1. **The Chain Link 1 (IDOR):** You used integer IDs. The attacker finds your project at `id=50`. They guess `id=51`.
2. **The Chain Link 2 (Data Leak):** Your RLS policy allows public reads. The attacker fetches `id=51` and gets a hidden `creator_id` UUID.
3. **The Chain Link 3 (Broken Auth):** You created a Database Function to "Reset User Settings" but forgot to check if `auth.uid() == input_id`.

**The Kill:** The attacker calls your function via `rpc('reset_settings', { input_id: 'leaked-uuid-from-step-2' })`. They just wiped another user's configuration.

## The Audit Prompt

Use this prompt with your AI coding assistant to systematically audit your Supabase application for these vulnerabilities.

Ready to Audit Your System?

Copy this prompt and use it with your AI coding assistant to find vulnerabilities.

**Context:** I am hardening my Supabase application against advanced attack chains.

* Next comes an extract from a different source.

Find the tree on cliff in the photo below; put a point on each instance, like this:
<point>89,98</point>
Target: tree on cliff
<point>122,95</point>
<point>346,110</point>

In Supabase, the API (PostgREST) is a direct reflection of the database schema. I need to ensure that a single vulnerability (like a leaky RLS policy) cannot be chained with others (like IDOR or excessive data exposure) to compromise the system.

**Task:** Audit my SQL schema, RLS policies, and Database Functions for the following "Triple Threat" vulnerabilities:

**1. IDOR & Enumeration Check:**
* Identify any tables using `BigInt` or `Serial` (integer) primary keys instead of `UUID`.
* For existing integer keys, suggest a migration to `UUID` or a strategy to mask them using a `hashid` or a Public View.

**2. Excessive Data Exposure (PostgREST Scrubbing):**
* Scan all tables for sensitive columns (e.g., `email`, `stripe_id`, `internal_notes`, `role`, `is_admin`).
* For these tables, write the SQL to create a **Secure View** using `WITH (security_invoker = true)` that excludes these sensitive fields.
* Provide the `REVOKE` and `GRANT` commands to ensure the `anon` and `authenticated` roles can only access the **View**, not the raw table.

**3. RLS Policy & Logic Audit:**
* Flag any RLS policies using `USING (true)` or `CHECK (true)`.
* Verify that every policy involving a user check uses the cached pattern: `((select auth.uid()) = user_id)` for performance and accuracy.
* Check all **Database Functions (RPCs)**:
* Ensure they are defined with `SECURITY INVOKER` by default.
* If `SECURITY DEFINER` is required, verify that `SET search_path = public` is present and that `auth.uid()` is manually checked inside the function body to prevent privilege escalation.

**4. Schema Hygiene:**
* Confirm all tables in the `public` schema have RLS enabled.
* Check for any "Shadow Admin" functions that bypass RLS but are exposed to the `authenticated` role.

**Output Requirement:** Provide a summary of found "holes" and the exact SQL migrations needed to fix them.